En tercer lugar, si esta protección de acreedores se traduce –en su versión más extrema– en la existencia de una responsabilidad por deudas como existe en el Derecho español (art. 367 LSC), la normativa de sociedades también puede desincentivar la utilización de deuda. Y más allá de suponer una fuente importante de financiación, y, por tanto, de generación de riqueza y bienestar social, la (responsable) asunción de deuda también puede generar determinados beneficios sobre el gobierno corporativo y la competitividad de las empresas.

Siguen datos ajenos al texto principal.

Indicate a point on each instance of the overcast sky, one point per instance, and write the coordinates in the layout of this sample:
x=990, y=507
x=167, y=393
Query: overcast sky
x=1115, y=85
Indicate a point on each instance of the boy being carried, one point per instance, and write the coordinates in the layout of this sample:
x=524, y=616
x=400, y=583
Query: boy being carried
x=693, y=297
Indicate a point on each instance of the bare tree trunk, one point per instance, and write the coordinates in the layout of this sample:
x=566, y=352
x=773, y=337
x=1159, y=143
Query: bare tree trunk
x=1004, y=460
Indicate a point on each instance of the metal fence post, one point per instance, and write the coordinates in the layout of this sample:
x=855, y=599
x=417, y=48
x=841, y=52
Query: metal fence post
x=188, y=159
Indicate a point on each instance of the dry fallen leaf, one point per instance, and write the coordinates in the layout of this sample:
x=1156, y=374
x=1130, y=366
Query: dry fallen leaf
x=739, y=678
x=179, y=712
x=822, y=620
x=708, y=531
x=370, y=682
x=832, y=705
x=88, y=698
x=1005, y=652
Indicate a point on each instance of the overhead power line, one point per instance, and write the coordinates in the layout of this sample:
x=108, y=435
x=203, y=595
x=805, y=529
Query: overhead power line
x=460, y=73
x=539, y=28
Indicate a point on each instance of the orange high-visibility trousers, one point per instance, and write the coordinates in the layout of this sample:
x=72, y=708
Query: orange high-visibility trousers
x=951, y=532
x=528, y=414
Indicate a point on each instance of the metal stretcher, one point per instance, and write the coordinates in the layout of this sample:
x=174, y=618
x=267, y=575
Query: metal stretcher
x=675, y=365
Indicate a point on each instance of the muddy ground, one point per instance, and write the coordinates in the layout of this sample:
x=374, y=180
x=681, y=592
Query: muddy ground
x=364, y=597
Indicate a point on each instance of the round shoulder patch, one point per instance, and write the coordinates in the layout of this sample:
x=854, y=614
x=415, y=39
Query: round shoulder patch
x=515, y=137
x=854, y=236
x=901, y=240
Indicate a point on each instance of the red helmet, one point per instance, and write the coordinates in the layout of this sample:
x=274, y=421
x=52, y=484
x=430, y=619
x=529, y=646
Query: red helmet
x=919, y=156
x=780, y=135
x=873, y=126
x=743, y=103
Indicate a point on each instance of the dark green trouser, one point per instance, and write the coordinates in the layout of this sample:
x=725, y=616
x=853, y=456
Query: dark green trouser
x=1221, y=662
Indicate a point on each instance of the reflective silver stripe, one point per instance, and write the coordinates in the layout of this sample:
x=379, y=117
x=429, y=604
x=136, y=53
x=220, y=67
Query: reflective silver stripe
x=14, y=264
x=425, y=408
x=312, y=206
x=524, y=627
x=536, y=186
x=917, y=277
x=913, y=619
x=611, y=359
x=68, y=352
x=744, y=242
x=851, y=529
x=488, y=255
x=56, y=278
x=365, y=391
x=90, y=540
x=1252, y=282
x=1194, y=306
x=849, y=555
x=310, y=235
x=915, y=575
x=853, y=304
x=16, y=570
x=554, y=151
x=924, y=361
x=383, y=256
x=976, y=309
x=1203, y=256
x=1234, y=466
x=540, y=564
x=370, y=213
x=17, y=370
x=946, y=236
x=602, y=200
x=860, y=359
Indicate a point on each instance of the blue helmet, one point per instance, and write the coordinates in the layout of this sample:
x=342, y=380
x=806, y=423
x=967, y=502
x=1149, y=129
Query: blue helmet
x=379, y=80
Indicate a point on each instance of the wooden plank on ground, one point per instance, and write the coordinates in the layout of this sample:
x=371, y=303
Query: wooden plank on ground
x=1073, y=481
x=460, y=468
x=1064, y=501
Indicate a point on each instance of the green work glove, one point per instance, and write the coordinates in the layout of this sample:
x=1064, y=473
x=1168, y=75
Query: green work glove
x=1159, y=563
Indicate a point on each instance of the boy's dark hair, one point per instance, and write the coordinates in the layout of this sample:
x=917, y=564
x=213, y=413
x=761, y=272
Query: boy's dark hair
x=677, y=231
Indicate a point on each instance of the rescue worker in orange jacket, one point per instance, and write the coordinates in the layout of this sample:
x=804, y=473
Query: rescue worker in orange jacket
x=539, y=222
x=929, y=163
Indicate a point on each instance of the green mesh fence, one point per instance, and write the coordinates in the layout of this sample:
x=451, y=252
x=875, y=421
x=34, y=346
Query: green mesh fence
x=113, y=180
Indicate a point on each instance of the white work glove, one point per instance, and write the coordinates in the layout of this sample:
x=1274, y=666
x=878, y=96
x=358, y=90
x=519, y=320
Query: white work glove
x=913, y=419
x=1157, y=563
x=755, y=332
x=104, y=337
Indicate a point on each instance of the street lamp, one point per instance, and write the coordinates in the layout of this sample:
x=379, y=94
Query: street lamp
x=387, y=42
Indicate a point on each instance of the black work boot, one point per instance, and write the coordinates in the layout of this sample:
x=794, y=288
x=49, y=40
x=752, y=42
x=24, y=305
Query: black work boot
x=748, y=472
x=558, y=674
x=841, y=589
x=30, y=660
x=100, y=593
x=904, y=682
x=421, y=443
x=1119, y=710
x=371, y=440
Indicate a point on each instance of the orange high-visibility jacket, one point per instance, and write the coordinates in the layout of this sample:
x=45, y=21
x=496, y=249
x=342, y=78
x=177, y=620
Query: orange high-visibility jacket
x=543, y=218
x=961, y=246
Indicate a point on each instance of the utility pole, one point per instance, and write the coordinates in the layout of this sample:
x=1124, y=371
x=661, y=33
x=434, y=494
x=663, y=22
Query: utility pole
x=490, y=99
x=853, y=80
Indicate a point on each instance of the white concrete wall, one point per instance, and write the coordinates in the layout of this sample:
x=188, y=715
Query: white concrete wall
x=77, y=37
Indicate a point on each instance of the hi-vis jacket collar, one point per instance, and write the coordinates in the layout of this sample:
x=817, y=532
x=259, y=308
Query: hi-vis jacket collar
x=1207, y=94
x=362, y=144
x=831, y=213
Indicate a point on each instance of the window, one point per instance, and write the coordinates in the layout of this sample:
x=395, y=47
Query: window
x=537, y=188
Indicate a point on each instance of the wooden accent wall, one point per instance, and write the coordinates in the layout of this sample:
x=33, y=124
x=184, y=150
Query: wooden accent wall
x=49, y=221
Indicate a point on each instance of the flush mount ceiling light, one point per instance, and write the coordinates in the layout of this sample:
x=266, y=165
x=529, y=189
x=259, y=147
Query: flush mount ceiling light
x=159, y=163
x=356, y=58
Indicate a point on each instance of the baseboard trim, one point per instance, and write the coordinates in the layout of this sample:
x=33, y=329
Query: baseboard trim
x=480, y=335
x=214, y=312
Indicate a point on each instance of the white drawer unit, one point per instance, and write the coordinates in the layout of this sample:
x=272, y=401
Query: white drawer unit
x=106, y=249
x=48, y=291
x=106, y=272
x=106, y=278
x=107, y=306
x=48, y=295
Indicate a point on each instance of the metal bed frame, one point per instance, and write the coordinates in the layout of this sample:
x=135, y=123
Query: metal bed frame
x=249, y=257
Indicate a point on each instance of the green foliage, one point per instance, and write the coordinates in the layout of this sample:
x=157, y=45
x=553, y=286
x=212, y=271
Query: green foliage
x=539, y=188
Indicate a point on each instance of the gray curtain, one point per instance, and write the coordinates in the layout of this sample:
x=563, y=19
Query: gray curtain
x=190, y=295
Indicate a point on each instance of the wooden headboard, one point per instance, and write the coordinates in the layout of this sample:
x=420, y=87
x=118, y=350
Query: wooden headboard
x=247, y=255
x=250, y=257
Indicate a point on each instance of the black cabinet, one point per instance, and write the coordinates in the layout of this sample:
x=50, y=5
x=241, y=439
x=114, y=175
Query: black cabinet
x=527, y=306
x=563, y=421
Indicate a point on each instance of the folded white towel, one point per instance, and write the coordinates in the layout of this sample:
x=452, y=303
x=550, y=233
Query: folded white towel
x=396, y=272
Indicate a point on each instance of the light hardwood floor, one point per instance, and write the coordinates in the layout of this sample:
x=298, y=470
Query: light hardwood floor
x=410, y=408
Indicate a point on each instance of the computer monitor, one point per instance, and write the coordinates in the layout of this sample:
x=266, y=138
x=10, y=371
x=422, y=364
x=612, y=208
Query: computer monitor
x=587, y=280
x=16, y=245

Como consecuencia de lo anterior, creemos que el legislador europeo debería repensar las normas de protección de acreedores previstas en la normativa de sociedades (e.g., capital mínimo, capital de mantenimiento, regla de capitalizar o disolver, etc.), no sólo por resultar poco efectivas, sino también por resultar económicamente cuestionables (como recuerdan Enriques y Macey, y también reitera Armour). Si la finalidad del legislador es (tal y como debería) la protección de los más débiles, esta protección podría lograrse mediante mecanismos alternativos más eficientes y efectivos. Asimismo, y en el caso particular de España, si el legislador decide mantener la responsabilidad por deudas, esta responsabilidad sólo debería extenderse a las deudas posteriores contraídas con acreedores ignorantes (que, en este sentido, tendrían que ser definidos legalmente, y delimitar muy claramente la tipología de acreedores incluidos). Así no sólo se eliminaría la injustificada protección de los acreedores cualificados en la normativa de sociedades, sino que, además, también se relajaría el enforcement de las normas sobre disolución/recapitalización de sociedades, cuya deseabilidad económica resulta discutida.

  1. Conclusiones

Como se ha comentado, la protección de acreedores a través del Derecho de sociedades resulta discutible, y mucho más en el ámbito de los acreedores profesionales. En nuestra opinión, un Derecho de sociedades pro-acreedor como existe en Europa y, sobre todo, en España, puede resultar perjudicial para el crecimiento, la innovación y la competitividad de las empresas españolas, en la medida en que, más allá de desincentivar la asunción de riesgos y/o deuda, puede incentivar que empresas viables en situación temporal de pérdidas (como acontece con muchas start-ups) puedan abandonar el mercado. Por tanto, si la finalidad es simplemente proteger a los acreedores a través de fomentar mayores niveles de capital, quizás sería más deseable relajar (o incluso abolir) estas normas de capital y, por ejemplo, conceder beneficios fiscales al equity, que, tal y como puso de manifiesto el ejemplo belga, ha resultado ser una medida exitosa (y, probablemente más eficiente) para promover la capitalización de empresas.